Unskilled work becomes harder to find in Britain

Researchers say unskilled work has become much harder to find in recent years.

Researchers say unskilled work has become much harder to find in recent years.

Only 27% of posts needed no qualifications in 2001, down from 38% in 1986.

Nearly three-quarters of jobs involve using computers, up from 53% only a decade ago, according to a team of economists.

The report by the ESRC Research Centre on Skills, Knowledge and Organisational Performance, based at Oxford and Warwick Universities, found that the number of jobs for which computer literacy is essential jumped from 31% to 40% between 1997 and 2001.

The proportion of employees who said they had plenty of discretion as to how they did their jobs fell from 52% in 1986 to 39% in 2001. That is fuelling job dissatisfaction, say the researchers.

Professor Francis Green of Kent University, who led the team, said: "The good news is that increasing job skills provide the basis for improved economic prosperity, and that computer skills are growing in all sectors of the economy.

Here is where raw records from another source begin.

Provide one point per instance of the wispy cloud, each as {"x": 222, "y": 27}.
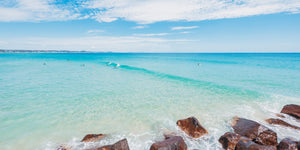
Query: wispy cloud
{"x": 184, "y": 28}
{"x": 95, "y": 43}
{"x": 185, "y": 32}
{"x": 143, "y": 12}
{"x": 151, "y": 34}
{"x": 95, "y": 31}
{"x": 139, "y": 27}
{"x": 36, "y": 10}
{"x": 150, "y": 11}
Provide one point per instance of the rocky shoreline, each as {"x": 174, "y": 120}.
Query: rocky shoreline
{"x": 247, "y": 135}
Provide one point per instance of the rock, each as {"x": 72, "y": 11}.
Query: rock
{"x": 192, "y": 127}
{"x": 282, "y": 123}
{"x": 107, "y": 147}
{"x": 171, "y": 142}
{"x": 229, "y": 140}
{"x": 247, "y": 144}
{"x": 93, "y": 137}
{"x": 292, "y": 110}
{"x": 287, "y": 144}
{"x": 280, "y": 115}
{"x": 63, "y": 147}
{"x": 120, "y": 145}
{"x": 254, "y": 131}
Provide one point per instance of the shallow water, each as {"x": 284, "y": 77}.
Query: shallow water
{"x": 44, "y": 106}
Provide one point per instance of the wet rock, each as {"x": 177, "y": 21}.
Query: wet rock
{"x": 192, "y": 127}
{"x": 254, "y": 131}
{"x": 93, "y": 137}
{"x": 107, "y": 147}
{"x": 292, "y": 110}
{"x": 63, "y": 147}
{"x": 280, "y": 115}
{"x": 120, "y": 145}
{"x": 247, "y": 144}
{"x": 287, "y": 144}
{"x": 229, "y": 140}
{"x": 171, "y": 142}
{"x": 282, "y": 123}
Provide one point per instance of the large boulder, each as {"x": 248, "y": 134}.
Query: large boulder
{"x": 254, "y": 131}
{"x": 247, "y": 144}
{"x": 93, "y": 137}
{"x": 171, "y": 142}
{"x": 287, "y": 144}
{"x": 192, "y": 127}
{"x": 282, "y": 123}
{"x": 63, "y": 147}
{"x": 229, "y": 140}
{"x": 292, "y": 109}
{"x": 120, "y": 145}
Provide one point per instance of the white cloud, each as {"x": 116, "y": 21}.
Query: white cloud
{"x": 35, "y": 10}
{"x": 150, "y": 11}
{"x": 184, "y": 28}
{"x": 151, "y": 34}
{"x": 139, "y": 27}
{"x": 185, "y": 32}
{"x": 143, "y": 12}
{"x": 95, "y": 31}
{"x": 96, "y": 43}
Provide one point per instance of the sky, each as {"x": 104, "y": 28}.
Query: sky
{"x": 151, "y": 25}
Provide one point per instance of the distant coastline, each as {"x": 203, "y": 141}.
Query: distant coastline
{"x": 46, "y": 51}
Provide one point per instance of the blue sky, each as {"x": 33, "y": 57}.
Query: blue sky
{"x": 151, "y": 25}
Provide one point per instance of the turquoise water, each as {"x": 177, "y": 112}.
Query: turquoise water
{"x": 44, "y": 106}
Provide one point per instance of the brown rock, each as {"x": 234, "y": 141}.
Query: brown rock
{"x": 229, "y": 140}
{"x": 292, "y": 109}
{"x": 120, "y": 145}
{"x": 63, "y": 147}
{"x": 93, "y": 137}
{"x": 280, "y": 115}
{"x": 192, "y": 127}
{"x": 107, "y": 147}
{"x": 247, "y": 144}
{"x": 281, "y": 122}
{"x": 171, "y": 142}
{"x": 287, "y": 144}
{"x": 254, "y": 131}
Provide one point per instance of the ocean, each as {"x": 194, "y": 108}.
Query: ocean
{"x": 50, "y": 99}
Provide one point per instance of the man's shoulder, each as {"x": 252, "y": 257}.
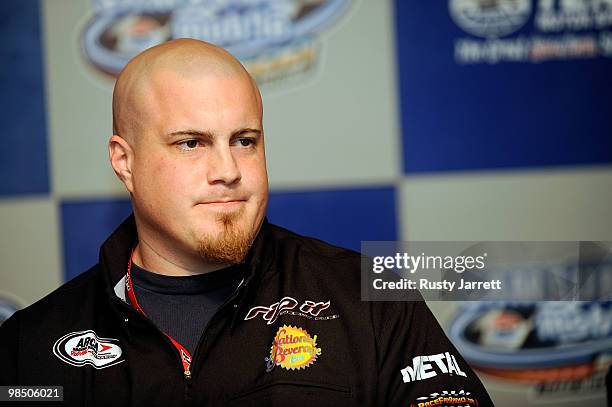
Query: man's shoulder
{"x": 312, "y": 247}
{"x": 63, "y": 301}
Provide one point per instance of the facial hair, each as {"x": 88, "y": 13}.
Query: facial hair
{"x": 231, "y": 245}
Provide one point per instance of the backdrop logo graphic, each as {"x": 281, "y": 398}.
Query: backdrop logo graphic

"But the downside is that many people are finding they are being given less discretion and choice in their daily tasks and this makes them less satisfied with their jobs."

There are broadly enough highly-qualified people to go around, the research shows.

However, there are more intermediate and low-skilled people than there are jobs requiring these levels of qualification, although employers still prefer to hire them over workers with no skills at all.

The research was based on interviews with 4,500 people in Britain aged 20 to 60.